CfgMgmtCamp 2025 Ghent

How we troubleshoot difficult problems: cognition and understanding causality in distributed software systems
2025-02-04, 09:20–10:10, D.Aud (Main)

Troubleshooting can be one of the most difficult aspects of software operations.

There are several reasons for this. One is that our views of the systems we run are often mediated through limited forms of observability. At their best, such tools tend to show us only state, not how systems got into a state.

Another problem is that issues can be intermittent, and difficult to reproduce. Many of the most challenging issues involve systems that are not broken, merely slow or consuming excessive resources.

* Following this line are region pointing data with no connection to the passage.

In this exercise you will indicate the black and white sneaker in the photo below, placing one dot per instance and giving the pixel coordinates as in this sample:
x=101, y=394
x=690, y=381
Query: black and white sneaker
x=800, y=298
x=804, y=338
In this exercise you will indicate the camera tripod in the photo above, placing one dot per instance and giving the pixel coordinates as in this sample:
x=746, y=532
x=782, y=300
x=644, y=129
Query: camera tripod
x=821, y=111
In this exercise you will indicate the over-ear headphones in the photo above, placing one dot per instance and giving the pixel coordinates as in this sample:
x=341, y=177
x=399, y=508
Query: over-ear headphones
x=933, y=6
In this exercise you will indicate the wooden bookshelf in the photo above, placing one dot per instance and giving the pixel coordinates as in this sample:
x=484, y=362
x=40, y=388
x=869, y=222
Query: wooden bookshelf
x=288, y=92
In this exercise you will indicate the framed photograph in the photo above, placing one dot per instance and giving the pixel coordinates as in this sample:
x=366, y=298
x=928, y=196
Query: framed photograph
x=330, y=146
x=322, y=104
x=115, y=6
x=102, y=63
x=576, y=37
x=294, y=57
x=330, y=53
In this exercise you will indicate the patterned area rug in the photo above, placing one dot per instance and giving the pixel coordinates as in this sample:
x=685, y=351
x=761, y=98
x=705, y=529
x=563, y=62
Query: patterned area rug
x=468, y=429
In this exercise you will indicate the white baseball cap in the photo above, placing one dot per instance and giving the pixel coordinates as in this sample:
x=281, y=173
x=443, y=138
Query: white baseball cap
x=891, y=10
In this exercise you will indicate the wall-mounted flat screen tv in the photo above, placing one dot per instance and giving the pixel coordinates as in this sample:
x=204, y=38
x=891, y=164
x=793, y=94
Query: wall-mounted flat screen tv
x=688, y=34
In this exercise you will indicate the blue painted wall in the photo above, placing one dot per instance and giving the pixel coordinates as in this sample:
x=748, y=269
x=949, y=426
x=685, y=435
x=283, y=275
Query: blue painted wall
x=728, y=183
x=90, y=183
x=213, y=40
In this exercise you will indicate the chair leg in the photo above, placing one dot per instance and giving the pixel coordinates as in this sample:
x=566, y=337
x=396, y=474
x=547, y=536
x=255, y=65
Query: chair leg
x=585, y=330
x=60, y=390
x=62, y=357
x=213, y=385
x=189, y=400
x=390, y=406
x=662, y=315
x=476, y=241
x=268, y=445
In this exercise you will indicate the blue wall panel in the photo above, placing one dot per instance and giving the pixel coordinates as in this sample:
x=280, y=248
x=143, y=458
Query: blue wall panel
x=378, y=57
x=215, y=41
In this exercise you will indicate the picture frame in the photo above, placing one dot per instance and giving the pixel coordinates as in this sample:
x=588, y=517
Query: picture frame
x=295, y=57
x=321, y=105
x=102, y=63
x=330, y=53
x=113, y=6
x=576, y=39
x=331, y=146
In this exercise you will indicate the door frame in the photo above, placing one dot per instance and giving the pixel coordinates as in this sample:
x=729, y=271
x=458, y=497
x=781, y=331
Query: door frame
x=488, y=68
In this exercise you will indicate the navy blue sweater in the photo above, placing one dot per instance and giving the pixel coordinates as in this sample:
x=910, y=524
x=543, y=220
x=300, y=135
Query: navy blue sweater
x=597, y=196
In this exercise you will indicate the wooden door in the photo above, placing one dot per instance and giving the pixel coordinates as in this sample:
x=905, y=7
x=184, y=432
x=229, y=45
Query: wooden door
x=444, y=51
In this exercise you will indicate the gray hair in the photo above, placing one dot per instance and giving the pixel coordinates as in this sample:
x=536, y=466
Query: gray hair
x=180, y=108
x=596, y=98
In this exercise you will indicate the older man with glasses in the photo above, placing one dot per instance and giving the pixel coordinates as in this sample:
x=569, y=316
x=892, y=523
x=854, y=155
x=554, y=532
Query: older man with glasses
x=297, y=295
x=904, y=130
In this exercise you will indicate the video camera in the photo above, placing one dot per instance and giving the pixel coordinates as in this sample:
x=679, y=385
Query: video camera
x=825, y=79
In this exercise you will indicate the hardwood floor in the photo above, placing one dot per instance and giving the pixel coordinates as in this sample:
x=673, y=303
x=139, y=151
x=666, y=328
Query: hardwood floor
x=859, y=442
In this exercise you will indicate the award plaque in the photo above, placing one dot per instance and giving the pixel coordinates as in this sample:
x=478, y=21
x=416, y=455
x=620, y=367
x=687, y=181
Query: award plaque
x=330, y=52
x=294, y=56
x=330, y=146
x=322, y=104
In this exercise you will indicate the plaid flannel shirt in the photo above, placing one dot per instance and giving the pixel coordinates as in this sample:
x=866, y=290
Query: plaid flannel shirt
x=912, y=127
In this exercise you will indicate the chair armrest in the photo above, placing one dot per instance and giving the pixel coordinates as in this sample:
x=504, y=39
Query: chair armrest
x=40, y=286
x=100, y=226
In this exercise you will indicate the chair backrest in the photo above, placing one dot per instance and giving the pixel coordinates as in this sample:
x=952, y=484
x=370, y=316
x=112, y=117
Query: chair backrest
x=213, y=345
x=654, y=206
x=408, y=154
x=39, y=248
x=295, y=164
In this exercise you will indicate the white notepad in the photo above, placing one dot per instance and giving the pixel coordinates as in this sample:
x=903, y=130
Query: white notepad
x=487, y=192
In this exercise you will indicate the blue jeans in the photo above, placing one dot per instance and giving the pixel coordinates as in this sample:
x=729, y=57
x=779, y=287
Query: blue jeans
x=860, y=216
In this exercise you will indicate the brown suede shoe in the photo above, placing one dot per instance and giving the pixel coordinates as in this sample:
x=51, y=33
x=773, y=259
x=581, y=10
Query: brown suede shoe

There is uncertainty, and, often, there is a lot of pressure to get things resolved quickly. Much of the time, we don't really understand the system end-to-end when we begin an investigation.

So how do we do this work? This talk will dive into what we know about how the best troubleshooters succeed at their work, combining what we know from cognitive science research on 'cognition in the wild' in a variety of domains with my own research on troubleshooting activities in software.

Laura has been a software engineer and Site Reliability Engineer for over two decades. She has worked at both small startups and large organisations such as Slack and Google. Laura has contributed to several books on SRE, such as the Site Reliability Engineering book, Seeking SRE, and 97 Things Every SRE Should Know, and is currently is completing her MSc in Human Factors and Systems Safety at Lund University. She lives in rural Ireland in a small village full of medieval ruins.